# Need Windows Laptop for Quickbooks



## B.Johnson (Sep 17, 2016)

Mordekyle said:


> I wouldn't be opposed to a monthly fee. How much is it?
> 
> 
> I really don't like spending a grand every four or five years on a computer I barely use and never abuse.
> ...





Inner10 said:


> I think I pay around 25 bucks a month.


That's $1200-$1500 every for or five years. Personally I'd rather have a new computer. :whistling


----------



## Stryker1-1 (Dec 25, 2017)

You need a new repair guy if he can't handle a simple virus and like inner said majority of the time it's a hard drive failure. 

I haven't bought a computer in years I reinstall every year and my newest machine is from 2012 not a single problem .

If you want pm me Id be happy to quote you some remote service to work on the virus removal and a tuneup 

Sent from my SM-G870W using Tapatalk


----------



## Mordekyle (May 20, 2014)

B.Johnson said:


> That's $1200-$1500 every for or five years. Personally I'd rather have a new computer. :whistling




Yeah, it's kind of a wash.

I just hate the principle that a barely used machine doesn't work after four years.

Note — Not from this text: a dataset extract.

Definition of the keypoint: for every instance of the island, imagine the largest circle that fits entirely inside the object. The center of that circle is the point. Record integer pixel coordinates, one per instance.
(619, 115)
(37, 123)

Sent from my iPhone using Tapatalk


----------



## Mordekyle (May 20, 2014)

And I hate Windows 10 that much


Sent from my iPhone using Tapatalk


----------



## B.Johnson (Sep 17, 2016)

I did a quick Google and came up with this site:
https://www.discountelectronics.com/laptops/laptops-by-os/windows-7-laptops/
Comes with one year parts and labor warranty.


----------



## RangoWA (Jun 25, 2014)

B.Johnson said:


> I did a quick Google and came up with this site:
> https://www.discountelectronics.com/laptops/laptops-by-os/windows-7-laptops/
> Comes with one year parts and labor warranty.


Now the Google knows you are looking around for old computers. Chromebook redirects coming your way...


----------



## Morning Wood (Jan 12, 2008)

I could get this today. It’s in the right price range

https://www.bestbuy.com/site/asus-v...drive-chocolate-black/6029900.p?skuId=6029900


----------



## builditguy (Nov 10, 2013)

Since I just did this. I can tell you what I did. Not sure if it’s right. 

My main computer is getting old. Doesn’t always work the way it should. 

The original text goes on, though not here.